Articolo pubblicato il 26 Luglio 2023 da Matteo Pelli
Uscito a cinque anni di distanza dal terzo capitolo, Alien – La clonazione vede il ritorno in azione di una resuscitata Ripley ancora una volta in lotta contro la razza di alieni più spietata dell’universo. Ecco la recensione di Alien – La clonazione, film del 1997 di Jean-Pierre Jeunet con Sigourney Weaver, Winona Ryder, Ron Perlman, Brad Dourif e Michael Wincott.
La trama di Alien – La clonazione
Duecento anni dopo i fatti accaduti su Fiorina “Fury” 161, il tenente Ellen Ripley (Sigourney Weaver) viene riportata in vita sulla nave militare Auriga dai Sistemi Uniti: lo scopo di questo nuova corporazione è semplice: estrarre l’embrione di xenomorfo dal petto di Ripley per sfruttarlo a scopo bellico.

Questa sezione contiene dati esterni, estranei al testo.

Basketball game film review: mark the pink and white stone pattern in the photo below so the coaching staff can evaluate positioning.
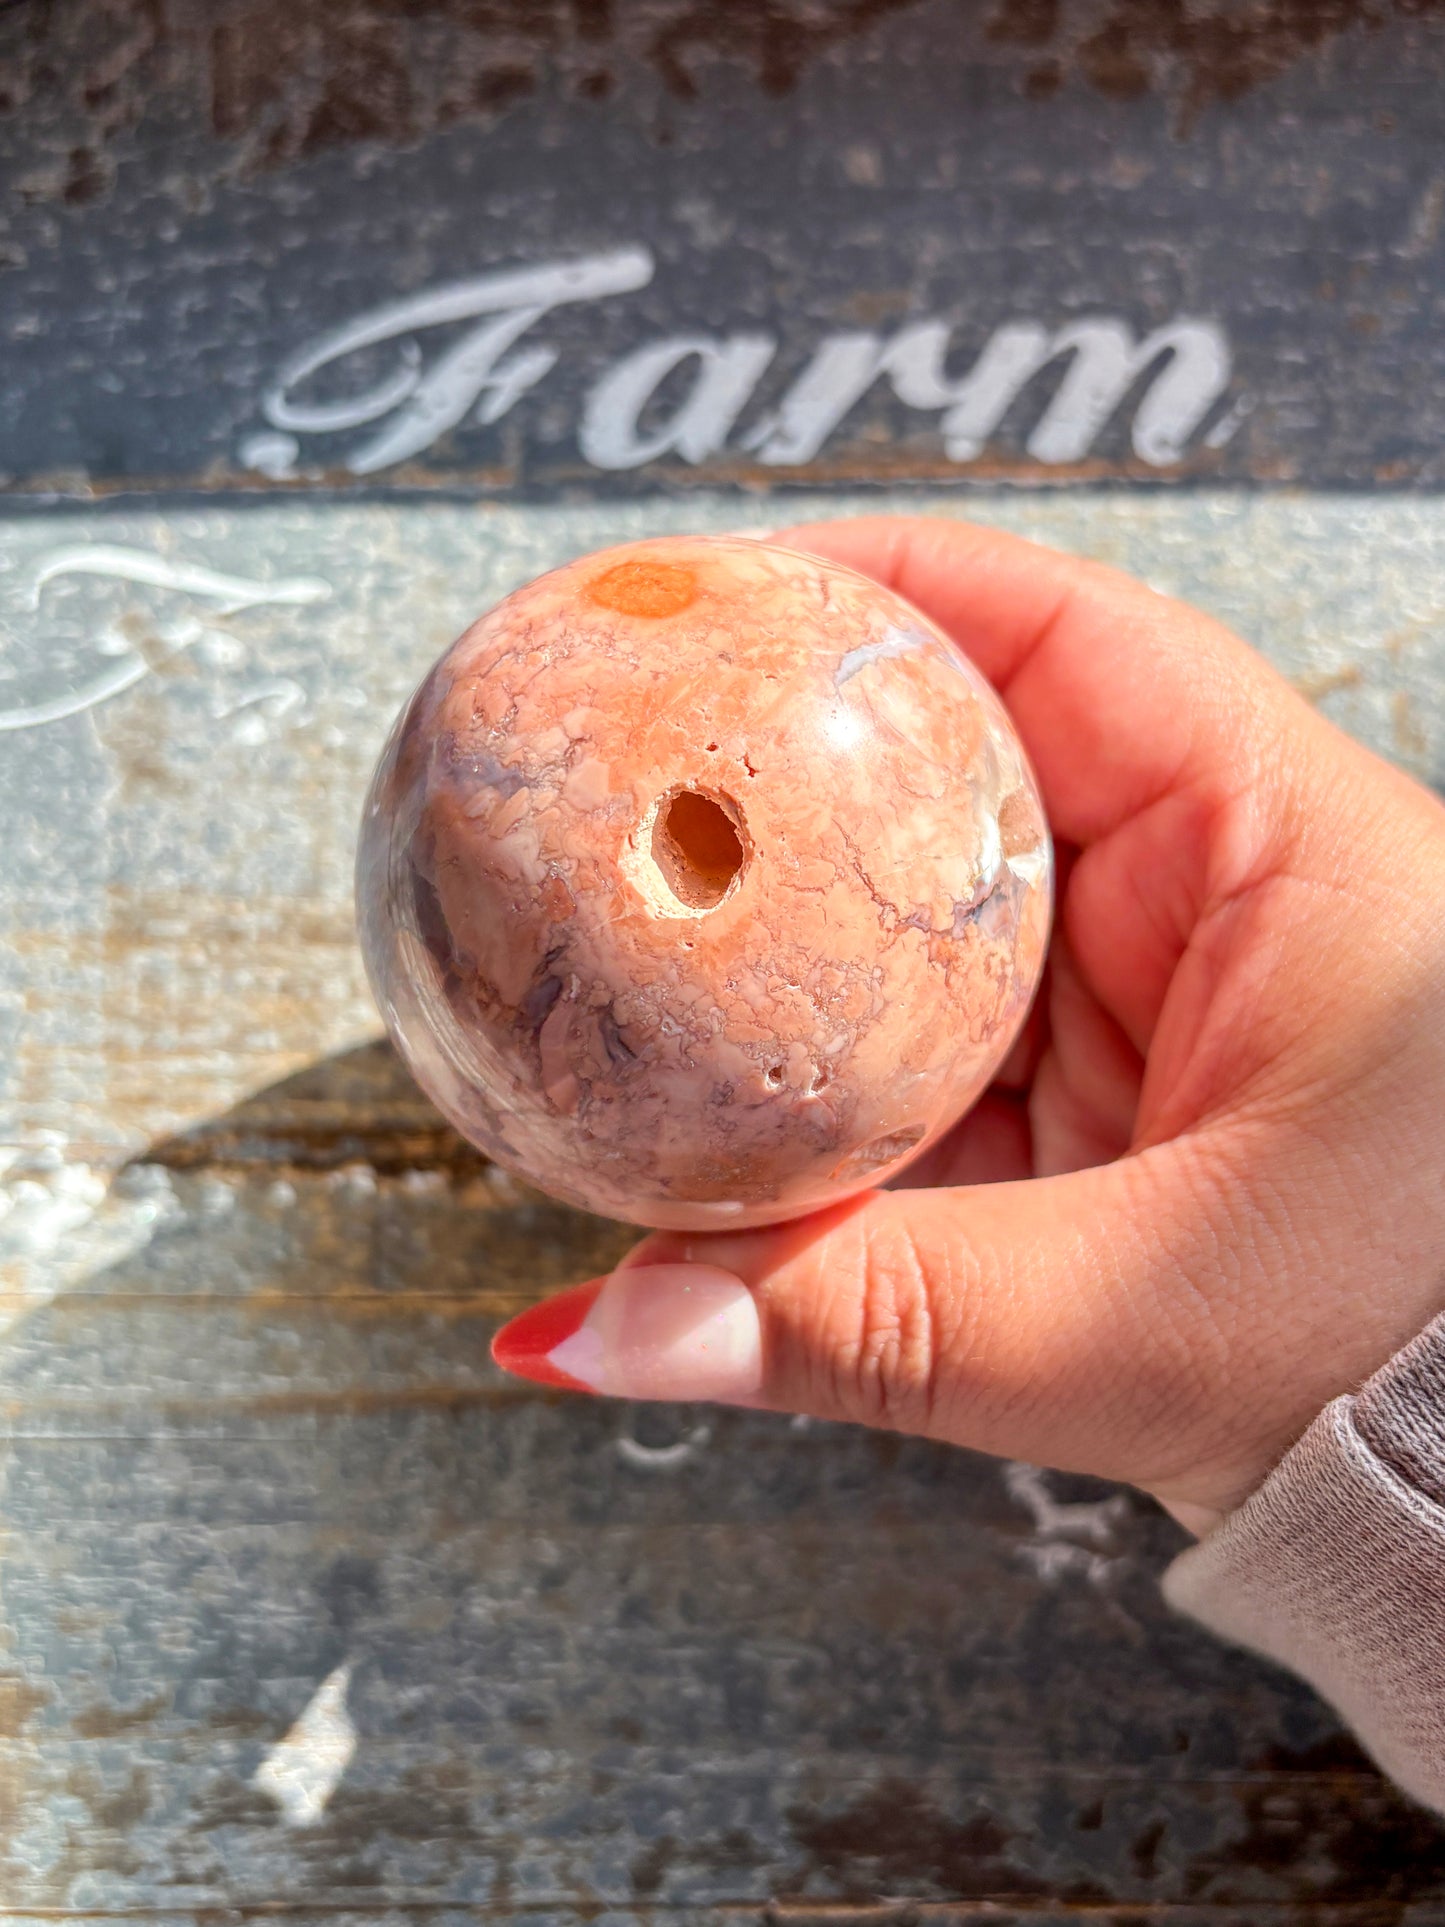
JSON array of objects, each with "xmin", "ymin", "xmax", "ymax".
[{"xmin": 356, "ymin": 536, "xmax": 1051, "ymax": 1231}]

L’esperimento ha successo solamente all’ottavo tentativo tuttavia la nuova Ripley non è una semplice essere umana, la clonazione ha infuso parte della coscienza aliena nella mente dell’ex tenente, creando così una sorta di legame empatico tra la donna e la bestia. Nel frattempo un gruppo di mercenari sta trasportando a bordo dell’Auriga degli operai criogenizzati, con lo scopo di usarli come incubatrici per l’ormai adulta Regina estratta dal corpo di Ripley. L’incubo ricomincia quando uno degli xenomorfi riesce a fuggire dalla propria gabbia scatenando il panico a bordo dell’astronave.

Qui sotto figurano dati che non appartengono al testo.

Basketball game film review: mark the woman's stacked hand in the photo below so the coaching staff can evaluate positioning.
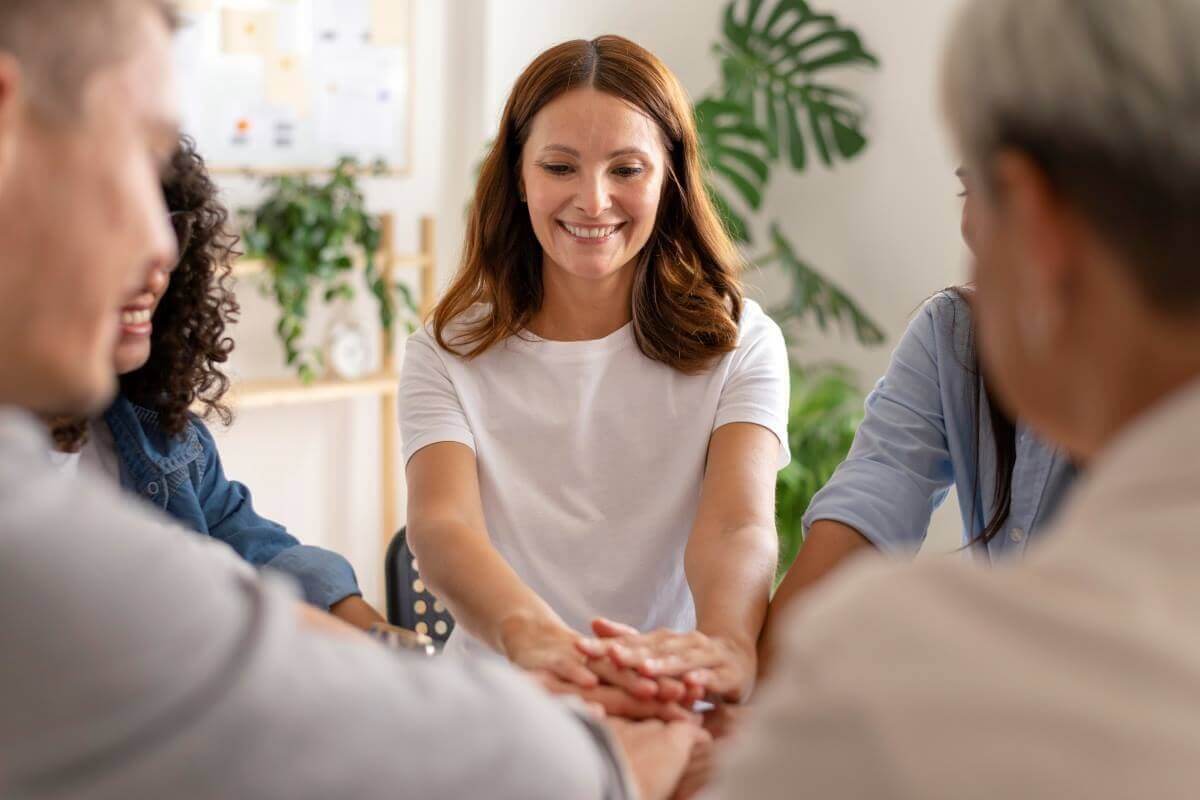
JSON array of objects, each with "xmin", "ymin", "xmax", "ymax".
[
  {"xmin": 499, "ymin": 614, "xmax": 707, "ymax": 722},
  {"xmin": 578, "ymin": 618, "xmax": 758, "ymax": 705}
]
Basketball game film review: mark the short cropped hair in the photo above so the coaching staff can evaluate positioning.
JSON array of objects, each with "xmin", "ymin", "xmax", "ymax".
[
  {"xmin": 944, "ymin": 0, "xmax": 1200, "ymax": 314},
  {"xmin": 0, "ymin": 0, "xmax": 176, "ymax": 122}
]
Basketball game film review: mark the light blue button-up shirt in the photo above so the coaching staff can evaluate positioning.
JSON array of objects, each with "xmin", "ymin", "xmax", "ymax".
[{"xmin": 803, "ymin": 291, "xmax": 1077, "ymax": 561}]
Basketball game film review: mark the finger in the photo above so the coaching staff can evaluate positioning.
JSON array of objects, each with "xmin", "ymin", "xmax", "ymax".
[
  {"xmin": 610, "ymin": 642, "xmax": 654, "ymax": 670},
  {"xmin": 654, "ymin": 675, "xmax": 687, "ymax": 703},
  {"xmin": 553, "ymin": 656, "xmax": 600, "ymax": 689},
  {"xmin": 655, "ymin": 722, "xmax": 707, "ymax": 793},
  {"xmin": 576, "ymin": 637, "xmax": 609, "ymax": 658},
  {"xmin": 643, "ymin": 650, "xmax": 727, "ymax": 677},
  {"xmin": 670, "ymin": 729, "xmax": 716, "ymax": 800},
  {"xmin": 592, "ymin": 617, "xmax": 641, "ymax": 638},
  {"xmin": 589, "ymin": 658, "xmax": 659, "ymax": 700},
  {"xmin": 586, "ymin": 686, "xmax": 700, "ymax": 723}
]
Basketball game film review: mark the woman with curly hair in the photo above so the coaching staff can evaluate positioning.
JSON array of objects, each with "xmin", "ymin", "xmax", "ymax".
[{"xmin": 48, "ymin": 136, "xmax": 385, "ymax": 631}]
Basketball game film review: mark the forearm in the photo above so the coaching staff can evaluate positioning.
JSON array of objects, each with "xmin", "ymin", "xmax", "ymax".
[
  {"xmin": 409, "ymin": 519, "xmax": 565, "ymax": 652},
  {"xmin": 757, "ymin": 518, "xmax": 874, "ymax": 677},
  {"xmin": 686, "ymin": 522, "xmax": 777, "ymax": 655},
  {"xmin": 329, "ymin": 595, "xmax": 385, "ymax": 631}
]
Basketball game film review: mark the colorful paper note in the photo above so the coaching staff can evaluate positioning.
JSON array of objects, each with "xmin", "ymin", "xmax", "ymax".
[
  {"xmin": 370, "ymin": 0, "xmax": 408, "ymax": 46},
  {"xmin": 265, "ymin": 54, "xmax": 310, "ymax": 117},
  {"xmin": 221, "ymin": 8, "xmax": 277, "ymax": 55}
]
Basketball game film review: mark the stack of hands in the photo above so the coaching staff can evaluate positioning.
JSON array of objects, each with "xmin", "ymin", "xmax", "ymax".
[{"xmin": 501, "ymin": 616, "xmax": 754, "ymax": 800}]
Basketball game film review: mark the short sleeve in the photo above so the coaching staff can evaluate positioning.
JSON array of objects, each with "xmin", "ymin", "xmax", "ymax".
[
  {"xmin": 713, "ymin": 306, "xmax": 791, "ymax": 469},
  {"xmin": 800, "ymin": 298, "xmax": 956, "ymax": 556},
  {"xmin": 398, "ymin": 328, "xmax": 476, "ymax": 464}
]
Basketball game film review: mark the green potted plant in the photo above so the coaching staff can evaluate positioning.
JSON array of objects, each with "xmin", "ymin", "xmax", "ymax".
[
  {"xmin": 242, "ymin": 157, "xmax": 418, "ymax": 382},
  {"xmin": 775, "ymin": 364, "xmax": 863, "ymax": 579},
  {"xmin": 694, "ymin": 0, "xmax": 885, "ymax": 559}
]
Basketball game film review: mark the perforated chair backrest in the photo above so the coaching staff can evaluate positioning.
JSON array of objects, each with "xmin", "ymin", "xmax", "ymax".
[{"xmin": 384, "ymin": 527, "xmax": 455, "ymax": 643}]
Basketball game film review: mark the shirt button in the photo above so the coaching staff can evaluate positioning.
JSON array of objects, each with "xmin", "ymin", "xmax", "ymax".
[
  {"xmin": 1009, "ymin": 527, "xmax": 1026, "ymax": 543},
  {"xmin": 146, "ymin": 482, "xmax": 159, "ymax": 496}
]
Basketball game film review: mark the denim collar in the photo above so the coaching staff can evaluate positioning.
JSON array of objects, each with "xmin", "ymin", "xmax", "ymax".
[{"xmin": 102, "ymin": 395, "xmax": 203, "ymax": 491}]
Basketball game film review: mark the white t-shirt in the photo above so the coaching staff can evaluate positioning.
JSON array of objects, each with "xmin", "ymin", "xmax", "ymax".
[
  {"xmin": 399, "ymin": 299, "xmax": 790, "ymax": 653},
  {"xmin": 46, "ymin": 418, "xmax": 121, "ymax": 485}
]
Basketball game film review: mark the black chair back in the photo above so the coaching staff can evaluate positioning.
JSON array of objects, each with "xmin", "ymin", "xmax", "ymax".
[{"xmin": 385, "ymin": 527, "xmax": 455, "ymax": 644}]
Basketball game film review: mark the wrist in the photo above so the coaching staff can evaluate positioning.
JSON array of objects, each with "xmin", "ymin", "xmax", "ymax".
[{"xmin": 497, "ymin": 609, "xmax": 559, "ymax": 658}]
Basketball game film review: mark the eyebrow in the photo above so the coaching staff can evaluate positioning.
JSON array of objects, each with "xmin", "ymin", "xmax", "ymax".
[{"xmin": 539, "ymin": 144, "xmax": 651, "ymax": 159}]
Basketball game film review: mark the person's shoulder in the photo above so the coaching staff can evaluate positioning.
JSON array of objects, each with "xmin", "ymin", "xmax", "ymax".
[
  {"xmin": 736, "ymin": 298, "xmax": 785, "ymax": 346},
  {"xmin": 106, "ymin": 395, "xmax": 206, "ymax": 465},
  {"xmin": 892, "ymin": 289, "xmax": 974, "ymax": 369},
  {"xmin": 409, "ymin": 304, "xmax": 494, "ymax": 354}
]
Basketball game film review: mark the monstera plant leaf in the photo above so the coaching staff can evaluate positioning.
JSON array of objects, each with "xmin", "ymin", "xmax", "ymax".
[
  {"xmin": 716, "ymin": 0, "xmax": 878, "ymax": 171},
  {"xmin": 695, "ymin": 97, "xmax": 772, "ymax": 244},
  {"xmin": 765, "ymin": 222, "xmax": 885, "ymax": 345}
]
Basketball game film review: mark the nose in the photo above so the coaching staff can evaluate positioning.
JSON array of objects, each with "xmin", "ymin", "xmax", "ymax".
[
  {"xmin": 145, "ymin": 262, "xmax": 170, "ymax": 297},
  {"xmin": 130, "ymin": 208, "xmax": 178, "ymax": 299},
  {"xmin": 574, "ymin": 171, "xmax": 612, "ymax": 218}
]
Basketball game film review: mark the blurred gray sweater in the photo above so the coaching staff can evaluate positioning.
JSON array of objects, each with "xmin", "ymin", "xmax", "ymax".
[{"xmin": 0, "ymin": 407, "xmax": 632, "ymax": 800}]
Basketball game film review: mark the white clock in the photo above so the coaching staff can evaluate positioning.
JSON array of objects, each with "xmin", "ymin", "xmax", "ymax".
[{"xmin": 326, "ymin": 320, "xmax": 370, "ymax": 380}]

La recensione di Alien – La clonazione
Alien 3 di David Fincher chiudeva perfettamente il cerchio iniziato da Ridley Scott nel 1979. Il sacrificio di Ripley, morta suicida per non far cadere l’embrione di xenomorfo nelle mani della bieca compagnia Weyland-Yutani, è stata una mossa audace ma allo stesso tempo efficace per far sì che la saga di Alien avesse la fine dignitosa che meritava. Partendo da questo presupposto Alien – La clonazione (in originale Alien: Resurrection) non avrebbe granché senso di esistere, eppure il film di Jean-Pierre Jeunet ha molto da dire, tanto narrativamente quanto esteticamente. Cinque anni dopo l’uscita dell’epilogo, Jeunet (già regista di Delicatessen e futuro direttore di Il favoloso mondo di Amélie) con la sceneggiatura scritta da un giovane Joss Whedon, riporta in vita Ripley sfruttando il tema della clonazione che si stava facendo strada anche nel mondo reale, con la questione della pecora Dolly a tener banco nella seconda metà degli anni ’90.

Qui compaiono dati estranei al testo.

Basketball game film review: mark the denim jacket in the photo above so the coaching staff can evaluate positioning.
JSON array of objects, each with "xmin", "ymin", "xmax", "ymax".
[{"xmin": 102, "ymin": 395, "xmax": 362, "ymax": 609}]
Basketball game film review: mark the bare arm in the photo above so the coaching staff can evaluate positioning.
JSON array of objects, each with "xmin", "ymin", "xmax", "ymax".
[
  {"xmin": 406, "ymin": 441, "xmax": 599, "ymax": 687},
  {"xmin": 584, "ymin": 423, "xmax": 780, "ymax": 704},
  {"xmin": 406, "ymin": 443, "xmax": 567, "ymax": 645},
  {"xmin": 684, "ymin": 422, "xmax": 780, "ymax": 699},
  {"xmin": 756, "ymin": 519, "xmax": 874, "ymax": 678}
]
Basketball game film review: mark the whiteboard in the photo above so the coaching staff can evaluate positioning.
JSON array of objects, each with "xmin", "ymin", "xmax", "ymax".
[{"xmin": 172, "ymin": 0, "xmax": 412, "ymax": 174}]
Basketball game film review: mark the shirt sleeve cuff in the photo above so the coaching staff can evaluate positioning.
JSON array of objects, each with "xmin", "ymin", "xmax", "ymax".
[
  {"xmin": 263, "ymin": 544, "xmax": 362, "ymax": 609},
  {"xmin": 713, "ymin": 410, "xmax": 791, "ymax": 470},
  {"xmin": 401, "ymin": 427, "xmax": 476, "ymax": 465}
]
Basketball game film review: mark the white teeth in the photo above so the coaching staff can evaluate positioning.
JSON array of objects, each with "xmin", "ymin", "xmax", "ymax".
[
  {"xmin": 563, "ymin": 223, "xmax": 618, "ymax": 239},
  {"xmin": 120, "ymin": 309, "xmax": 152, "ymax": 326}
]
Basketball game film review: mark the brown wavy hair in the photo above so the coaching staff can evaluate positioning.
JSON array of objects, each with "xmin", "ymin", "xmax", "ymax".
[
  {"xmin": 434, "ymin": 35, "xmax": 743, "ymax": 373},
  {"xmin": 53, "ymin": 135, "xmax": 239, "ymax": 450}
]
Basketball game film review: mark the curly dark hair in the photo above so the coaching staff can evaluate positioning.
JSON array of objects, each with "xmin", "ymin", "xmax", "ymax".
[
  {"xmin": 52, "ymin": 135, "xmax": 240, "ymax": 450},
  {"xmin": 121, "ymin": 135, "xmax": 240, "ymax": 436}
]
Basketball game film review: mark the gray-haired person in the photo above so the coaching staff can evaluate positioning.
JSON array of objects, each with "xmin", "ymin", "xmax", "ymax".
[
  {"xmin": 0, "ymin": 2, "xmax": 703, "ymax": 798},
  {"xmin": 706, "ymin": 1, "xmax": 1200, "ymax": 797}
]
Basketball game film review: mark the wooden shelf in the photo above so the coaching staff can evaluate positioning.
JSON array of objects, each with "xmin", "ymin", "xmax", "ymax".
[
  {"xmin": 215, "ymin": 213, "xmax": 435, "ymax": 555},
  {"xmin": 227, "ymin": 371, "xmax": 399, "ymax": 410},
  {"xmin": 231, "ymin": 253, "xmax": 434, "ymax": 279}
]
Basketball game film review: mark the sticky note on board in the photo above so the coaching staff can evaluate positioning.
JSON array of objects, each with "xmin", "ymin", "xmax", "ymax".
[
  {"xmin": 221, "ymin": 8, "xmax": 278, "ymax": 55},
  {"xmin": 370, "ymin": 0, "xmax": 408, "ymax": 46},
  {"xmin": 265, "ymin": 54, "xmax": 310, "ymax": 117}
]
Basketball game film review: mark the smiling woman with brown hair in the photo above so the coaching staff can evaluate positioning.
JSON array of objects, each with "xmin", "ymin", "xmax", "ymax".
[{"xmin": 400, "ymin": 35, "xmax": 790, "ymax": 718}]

L’aver resuscitato Ripley non è che un mero pretesto narrativo per dare una seconda vita ad una saga che, teoricamente, aveva già detto tutto nei primi tre film. Eppure Jeunet grazie ad un forte senso dell’estetica e con uno stile che ricalca in tutto e per tutto il capostipite di Scott, riesce nell’ardua impresa di confezionare un film divertente, brutale al punto giusto ed accattivante nella tematica principale pur scadendo nei classici clichè della saga che, pur funzionando, alla lunga risultano stancanti. Il regista francese, di fatto, mette in scena una sorta di mix dei primi due film del franchise: una disperata fuga verso la salvezza con degli alieni brutti, sporchi e cattivi a fare mattanza di qualsiasi cosa che si muove. Un tema fin troppo abusato che però, nella sua semplicità, funziona ancora regalando momenti di pura tensione alternati a sequenze action degne di nota. Dal canto suo Joss Whedon, qui alla sua terza sceneggiatura dopo Buffy – L’ammazzavampiri e Toy Story, usa il tema della maternità (tanto caro al franchise) ampliando il discorso con l’introduzione di una creatura umana-aliena ripugnante alla vista ma allo stesso tempo affascinante nel suo concepimento. Purtroppo, il finale fin troppo frettoloso taglia le gambe non solo a questa splendida creatura ma anche ad un ritmo che fino a venti minuti dalla fine risultava forsennato, con un Jeunet in stato di grazia a dirigere un cast di attori di assoluto livello.
Sigourney Weaver porta in scena una versione di Ripley diversa dal passato ma non per questo meno agguerrita, risultando dopo quasi trent’anni dall’esordio ancora perfettamente in parte. A farle da spalla questa volta troviamo la deliziosa Winona Ryder nel ruolo di Call, una ragazza inviata segretamente per porre fine al delirio militaresco dell’Auriga. La chimica tra le due donne funziona ed è la vera colonna portante di un film che fa del massacro il suo punto di riferimento, Jeunet nonostante cerchi in tutti i modi di portare la sua visione d’autore nel film, non riesce però a trasporre su schermo lo stesso grado di emotività dei primi due film confezionando solamente un buon fanta-action-horror, rimanendo sui livelli del terzo film ma senza mai eccellere se non per poche, sporadiche sequenze. Tutto il resto del cast è infarcito da caratteristi di prim’ordine, a partire da Ron Perlman (Hellboy, Sons of Anarchy), Brad Dourif (Il Signore degli Anelli – Le due torri), Raymond Cruz (Breaking Bad) e sua malvagità Michael Wincott, visto di recente in Nope di Jordan Peele e famoso per aver interpretato il villain de Il Corvo di Alex Proyas. Grandi nomi per personaggi fin troppo stereotipati che servono solamente da espediente per il massacro degli xenomorfi, creati perfettamente dall’effettista francese Pitof, salito ai disonori della cronaca per la regia dell’atroce Catwoman con Halle Berry, che riesce a realizzare quello stesso senso di umidità viscerale con sfumature da body horror tipico del franchise, al netto di una CGI piuttosto scadente e raffazzonata anche per i canoni dell’epoca.

Dove poter vedere Alien – La clonazione in streaming
Alien – La clonazione, disponibile col resto della saga su Disney+, si potrebbe considerare un film superfluo per l’economia della saga, eppure riesce nella sua semplicità ad essere un prodotto più che dignitoso e col giusto grado di tensione. Jean-Pierre Jeunet dirige un cast brillante in una sorta di cocktail dei primi due film della saga, aggiungendo però un’ironia di fondo che va a togliere l’empatia e l’emotività che Alien e Aliens – Scontro finale (specialmente quest’ultimo) avevano. Il quarto capitolo della saga è la fine del viaggio di Ripley, l’ultima apparizione del personaggio portato su schermo dalla granitica Sigourney Weaver riesce ad essere, al netto dei difetti, una degna conclusione alla sua odissea personale contro gli xenomorfi.